這樣一個處心積慮要他命的人,是娉婷的爹,他相信娉婷對他的真對他的好,可他要怎樣磨滅當年的弒殺之事,這一生葉娉婷與葉晉梁的血緣關係是永遠也無法改變的,兩個人之間,就如他昨天夜裡說的那般,他捨不得,但終究是愛不起了……
想到這些,宇文凌曄眉宇間又深深一擰,生生擰出痛之意來,這樣的情緒太悲滄,讓他整個人都沉得如一潭死水……只能拿著茶盞,又放到了唇邊,仰頭一口飲盡。
一瞬間又變為了在湖心亭一言不發的樣子。
眸光濃稠……
茶不是酒,此刻對於他來說卻更像酒……
喝得他能忘記那些無法改變的事情,似乎只有這樣,才能逼自己不去做一些連自己也不想做的決定。
周圍夏風輕吹,宇文凌曄沉了一會,終於慢慢斂了一身的寒意,再喝了最後一口,這才緩緩起身……

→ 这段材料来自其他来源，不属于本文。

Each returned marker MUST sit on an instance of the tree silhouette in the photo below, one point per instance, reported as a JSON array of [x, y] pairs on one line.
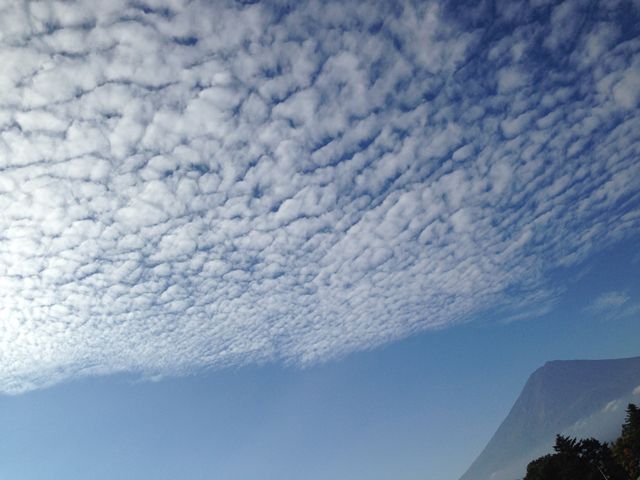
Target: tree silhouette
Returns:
[[626, 449], [590, 459]]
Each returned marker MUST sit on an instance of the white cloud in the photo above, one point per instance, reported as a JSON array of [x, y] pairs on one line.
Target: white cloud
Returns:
[[197, 184]]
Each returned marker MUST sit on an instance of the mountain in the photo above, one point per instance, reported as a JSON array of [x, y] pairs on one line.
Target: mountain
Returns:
[[579, 397]]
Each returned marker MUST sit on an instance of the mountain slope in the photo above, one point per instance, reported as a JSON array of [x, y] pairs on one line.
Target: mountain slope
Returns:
[[587, 396]]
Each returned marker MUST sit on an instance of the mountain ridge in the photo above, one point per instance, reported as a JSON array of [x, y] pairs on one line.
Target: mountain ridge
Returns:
[[557, 396]]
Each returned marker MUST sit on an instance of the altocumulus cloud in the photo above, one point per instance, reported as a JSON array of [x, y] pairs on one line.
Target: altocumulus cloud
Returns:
[[190, 185]]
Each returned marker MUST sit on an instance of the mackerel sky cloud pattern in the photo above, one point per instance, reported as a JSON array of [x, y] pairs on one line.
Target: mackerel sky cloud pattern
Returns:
[[189, 185]]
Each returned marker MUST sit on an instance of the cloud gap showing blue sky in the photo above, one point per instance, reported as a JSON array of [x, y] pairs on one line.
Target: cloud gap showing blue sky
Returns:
[[190, 185]]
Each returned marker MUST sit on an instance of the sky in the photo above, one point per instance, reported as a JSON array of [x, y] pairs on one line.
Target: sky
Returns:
[[227, 224]]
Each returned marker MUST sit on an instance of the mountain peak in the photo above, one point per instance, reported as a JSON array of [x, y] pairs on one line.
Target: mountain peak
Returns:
[[558, 397]]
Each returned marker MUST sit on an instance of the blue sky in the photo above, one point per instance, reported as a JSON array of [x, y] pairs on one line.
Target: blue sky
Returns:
[[283, 201]]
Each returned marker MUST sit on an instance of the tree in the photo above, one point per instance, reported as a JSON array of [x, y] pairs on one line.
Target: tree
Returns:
[[626, 449], [576, 460]]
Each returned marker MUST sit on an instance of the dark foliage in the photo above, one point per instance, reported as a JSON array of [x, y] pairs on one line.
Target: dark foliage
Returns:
[[590, 459]]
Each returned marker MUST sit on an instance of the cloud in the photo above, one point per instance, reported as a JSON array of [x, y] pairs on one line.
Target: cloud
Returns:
[[191, 185], [614, 305]]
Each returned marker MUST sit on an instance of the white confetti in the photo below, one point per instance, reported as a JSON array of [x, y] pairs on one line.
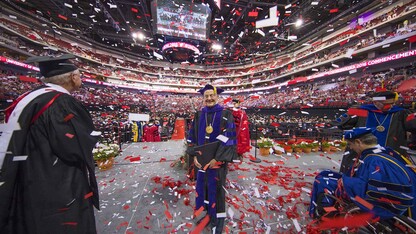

夏如蘭在不遠處的迴廊下站著,遠遠注目,就這樣看著一身冷然的宇文凌曄,兩人之間隔了好幾道菖蒲簾子,她看不清宇文凌曄臉上的表情,但能夠看到他獨絕的身姿,以及一口口舉杯飲茶的樣子……
看了好一會兒,看到宇文凌曄站起身來,像是要離開。
她提步緩緩走了上去:「王爺。」
宇文凌曄正欲走出菖蒲亭,聽到了夏如蘭的聲音,微微停了步伐:「嗯。」
夏如蘭看宇文凌曄停了離去的腳步,似是在等她,於是也徑自加快了步伐,走到前頭來。
頷首沒有直視宇文凌曄,只是低著頭,一派身為側妃,請示宇文凌曄的樣子:「王爺明兒會過來蘭芳居麼?據家兄說明兒他會將首批朝中急件送到妾身這兒,皆是待王爺批示的……」
急件中會有許多東西,例如重新上呈親黨名單,以及這七年來朝中人事的變動。
都是需要宇文凌曄親自過目的。
「知道了。」宇文凌曄還是這副冷然的樣子,說罷又重新提起了步伐,似是沿著進來的小路,走出了蘭芳居。
並沒有要夏如蘭送。
夏如蘭看著宇文凌曄離去的身影,耳中還在迴盪著宇文凌曄方才的回答,三個字「知道了」極是簡潔,還帶著幾分公事公辦的冷然,是說他明兒依舊會過來蘭芳居?
夏如蘭回過了身去:「流螢。」喊自己的貼身丫鬟。
清如芝蘭道:「明兒你準備些寧神的茶與糕點吧。」看了一眼方才宇文凌曄靜坐的亭子,「夏天酷暑,再備些冰,午時的時候放到亭下。」
叫流螢的丫鬟在夏如蘭身後記下這些吩咐:「是,奴婢知道了。」
宇文凌曄從蘭芳居出來,徑直朝寢殿的方向走。
在蘭芳居通往睿王府寢殿的路上,有一個小路口,是進入蘭芳居、樂茗居、宜梅居,三個側妃居住院落的必經之處,從樂茗居與宜梅居前的那一個花圃裡朝外瞧,正好能看見小路上的美景,有時嚴芙蓉與秦默歌生了悶氣,百無聊賴的時候就喜歡站在花圃裡瞧這景緻。
此時兩個人又蛇鼠一窩的堆到了一起,本是在閒聊一些府中侍妾的趣事,將她人的醜事當做她們的笑料,聊著聊著嚴芙蓉拿著綢扇搖了搖,忽然眯了眼睛:「秦姐姐,我是不是又看錯了什麼?」
怎麼覺得不遠處好像有個穿著白衣的俊逸公子正從夏如蘭的蘭芳居出來?還身姿挺拔,倜儻,儀表翩翩……
秦默歌見嚴芙蓉停了笑,不知是瞧見了什麼趣事,也站了起身,一同朝路口看去:「芙妹妹看到了什麼有趣的呢?姐姐也來看看。」